Renée Dahlia is an unabashed romance reader who loves feisty women and strong, clever men. Her books reflect this, with a side note of awkward humour. Renée has a science degree in physics. When not distracted by the characters fighting for attention in her brain, she works in the horse-racing industry doing data analysis and writing magazine articles. When she isn’t reading or writing, Renée spends her time with her partner and four children, usually watching them play cricket.
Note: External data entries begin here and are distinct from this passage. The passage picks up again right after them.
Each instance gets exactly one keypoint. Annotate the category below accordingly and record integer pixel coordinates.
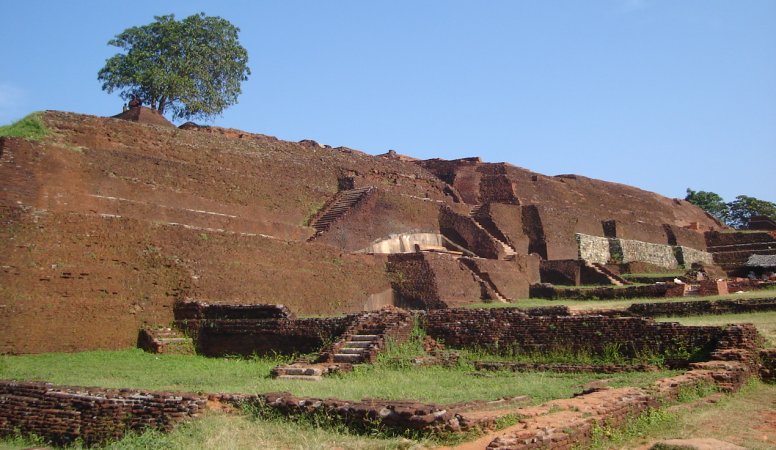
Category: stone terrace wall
(464, 231)
(509, 329)
(594, 249)
(602, 250)
(699, 307)
(691, 256)
(430, 281)
(62, 414)
(246, 337)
The longer version of stuff about me
I grew up in a family of story tellers. Surrounded by orators, and books. Even with all that encouragement for books, I had no inclination that I could write, nor that I wanted to write. Instead, I chose to study science, and graduated with a degree in physics and maths. A rational choice of subject matter, although not so sensible when it came to getting a job. I probably should have done engineering. Instead, I faced the awkward task of convincing potential employers that a degree in physics and maths was useful for something. I ended up doing data analysis in a range of industries; road maintenance, natural gas, electricity, and horse racing, eventually ending up as a data-based non-fiction writer.
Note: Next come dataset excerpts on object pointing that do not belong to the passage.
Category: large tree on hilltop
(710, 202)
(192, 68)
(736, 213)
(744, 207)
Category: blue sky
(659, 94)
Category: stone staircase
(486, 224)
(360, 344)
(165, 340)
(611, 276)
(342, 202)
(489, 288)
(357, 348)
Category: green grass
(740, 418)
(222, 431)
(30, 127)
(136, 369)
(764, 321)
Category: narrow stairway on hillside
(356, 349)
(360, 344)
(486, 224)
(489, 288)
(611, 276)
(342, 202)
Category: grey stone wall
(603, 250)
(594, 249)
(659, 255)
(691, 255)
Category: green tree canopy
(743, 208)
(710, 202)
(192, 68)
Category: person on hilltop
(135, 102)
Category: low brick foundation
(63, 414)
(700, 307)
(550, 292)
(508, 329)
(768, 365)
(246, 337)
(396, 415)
How the hell did I end up writing romance? I've been a huge romance reader for a really long time, and I blame a book for giving me the idea to write a romance novel.
“I complained one day that I’d read all the books in the house, and there was nothing new at the bookshop, and Matthew challenged me to try writing one of my own.” A Wallflower Christmas. Lisa Kleypas.
Writing fiction has been a surprising and cathartic journey for me. I wrote my first novel in 2016 at a point when my career had suffered a pile of setbacks, and wasn't sure about the next step for me. That novel, To Charm a Bluestocking, was published by Escape (Harlequin Australia's digital first imprint) in 2017. Naturally I wrote a romance because that’s what I loved reading, and after years of writing magazine articles and data-based statistical explanations for various clients, the switch to fiction was a good learning curve for me. I still write for a couple of horse magazines, and one of the most transferable skills from that career to writing novels is that ability to write to a word count and to a deadline.
As a bisexual cis-woman, all my books are heroine focused, regardless of the romantic pairing type. My writing process always begins with the heroine – who is she, what does she want, what is preventing her getting it? All of my books (as at 2019) are either fm or ff pairings. Writing two heroines is perfect for the way my brain works in setting up characters. In terms of writing style, I’m a vague plotter. I start with a blurb for each character that contains too much backstory (yah for edits), and a template document with romance beats. I throw a one or two line plot point against the beats, then just start writing. Once I can figure out how to get more women into an mm book (perhaps through a ffm relationship?), then I might branch out and do write that too, but until then, I’d rather write heroine focused books where women get what they want and are happy. I have more than enough book ideas to keep me writing for the next few decades. I'll always consider myself a reader before I'm a writer, and I hope to spend the next portion of my life reading about glorious fictional women (all women, not limited to cis-women)!